According to this, the defined “minimum risk manoeuvre” is just stopping right in the active traffic lane, which really doesn’t strike me as being “minimum risk.” If this is actually why no automakers are leaving the active traffic lane when they possibly could, then I think this regulation needs to be reconsidered.
It’s not an American regulation, though, so it technically shouldn’t be what’s holding back cars in our market from getting out of the way, I don’t think.

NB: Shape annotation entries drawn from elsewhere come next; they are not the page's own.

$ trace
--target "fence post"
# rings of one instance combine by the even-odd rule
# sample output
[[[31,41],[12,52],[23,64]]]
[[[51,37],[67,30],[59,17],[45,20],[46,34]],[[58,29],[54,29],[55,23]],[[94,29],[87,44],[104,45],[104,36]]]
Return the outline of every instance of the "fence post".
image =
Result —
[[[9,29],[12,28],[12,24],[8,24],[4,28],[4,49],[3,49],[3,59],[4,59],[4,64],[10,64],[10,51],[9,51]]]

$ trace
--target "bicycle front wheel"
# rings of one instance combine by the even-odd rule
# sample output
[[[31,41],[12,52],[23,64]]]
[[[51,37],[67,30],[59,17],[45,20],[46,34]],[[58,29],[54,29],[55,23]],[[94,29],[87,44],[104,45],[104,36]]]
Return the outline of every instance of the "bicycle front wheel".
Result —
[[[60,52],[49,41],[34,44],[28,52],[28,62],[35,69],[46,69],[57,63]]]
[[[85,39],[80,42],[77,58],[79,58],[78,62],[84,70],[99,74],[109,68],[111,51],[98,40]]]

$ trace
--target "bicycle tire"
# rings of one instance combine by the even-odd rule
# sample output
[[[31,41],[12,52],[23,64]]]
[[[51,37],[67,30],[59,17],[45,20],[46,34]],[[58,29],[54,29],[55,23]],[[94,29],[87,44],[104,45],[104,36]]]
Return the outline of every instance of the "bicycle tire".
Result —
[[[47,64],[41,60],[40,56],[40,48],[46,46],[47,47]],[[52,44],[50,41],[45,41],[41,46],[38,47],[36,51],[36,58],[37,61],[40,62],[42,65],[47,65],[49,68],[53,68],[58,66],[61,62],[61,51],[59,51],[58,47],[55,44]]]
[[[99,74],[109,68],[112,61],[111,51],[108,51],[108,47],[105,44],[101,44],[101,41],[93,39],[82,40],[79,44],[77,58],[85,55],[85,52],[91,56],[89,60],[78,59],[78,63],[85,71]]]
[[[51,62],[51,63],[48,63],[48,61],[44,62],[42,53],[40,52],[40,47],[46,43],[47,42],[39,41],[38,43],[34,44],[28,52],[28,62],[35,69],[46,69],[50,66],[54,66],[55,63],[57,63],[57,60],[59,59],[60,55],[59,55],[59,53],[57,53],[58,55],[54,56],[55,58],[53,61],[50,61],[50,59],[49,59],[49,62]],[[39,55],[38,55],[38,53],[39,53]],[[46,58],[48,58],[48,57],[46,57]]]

Stopping in an active traffic lane is never a good idea. On city streets, at low speeds, it’s more of a traffic flow problem, but on highways or back roads or in situations where the car stops over the crest of a hill or around a turn it can very, very easily lead to crashes. It’s worth noting that it does happen sometimes when there’s gridlock on a freeway (an iconic example is of course LA’s 101), but it’s a bit easier to see a pack of 1,000 cars stopped than just one with its flashers on.
Would you feel comfortable just stopping in your lane on a highway, and sitting in the car with the hazards on? Hell no. It’s a terrible idea.
If we’re going to continue selling cars with inherently-flawed Level 2 systems that demand drivers remain vigilant while not really driving while also not-not driving, then at the very least the cars need to be able to get out of the way of traffic if a driver isn’t responsive.
Just so it’s clear, I do think that having the car come to a safe stop automatically is better than it, say, not stopping and crashing. Of course it’s better. And, on most city streets and low-speed situations, it’s fine. But on a highway, while it’s better than doing nothing, it’s just not better enough. If you don’t believe me, just think one more time how you’d feel parked in a lane on a major highway. It’s not good.
We’ve seen people abuse L2 systems over and over again. We know people are not always able to be relied upon to keep alert when the machine is doing much of the driving. We know one of the big advantages of these systems is their potential to keep people alive when they have a medical issue behind the wheel.
So why not make sure that the way this disengagement happens ends up with the car out of harm’s way?
It’s not an easy problem to solve, and, worse, it’s not a sexy one. It might take cooperation, it might require infrastructural help. I don’t really know.
But what I do know is that it’s important to solve this, likely more important than making these L2 systems better at driving. This should be the next major priority: Whenever possible, make all semi-automated systems get out of the way when they need to disengage.
And, as a reminder to anyone who still believes otherwise (and I’ll admit that, for many who have watched Tesla “Autopilot” videos, this may have been obvious), watch those videos again. Teslas just stop right in their lane. They do not pull off the road. Nobody’s car does. Do not think this is even an option.
Are we all clear here? Am I never going to have to hear this bullshit again? Good.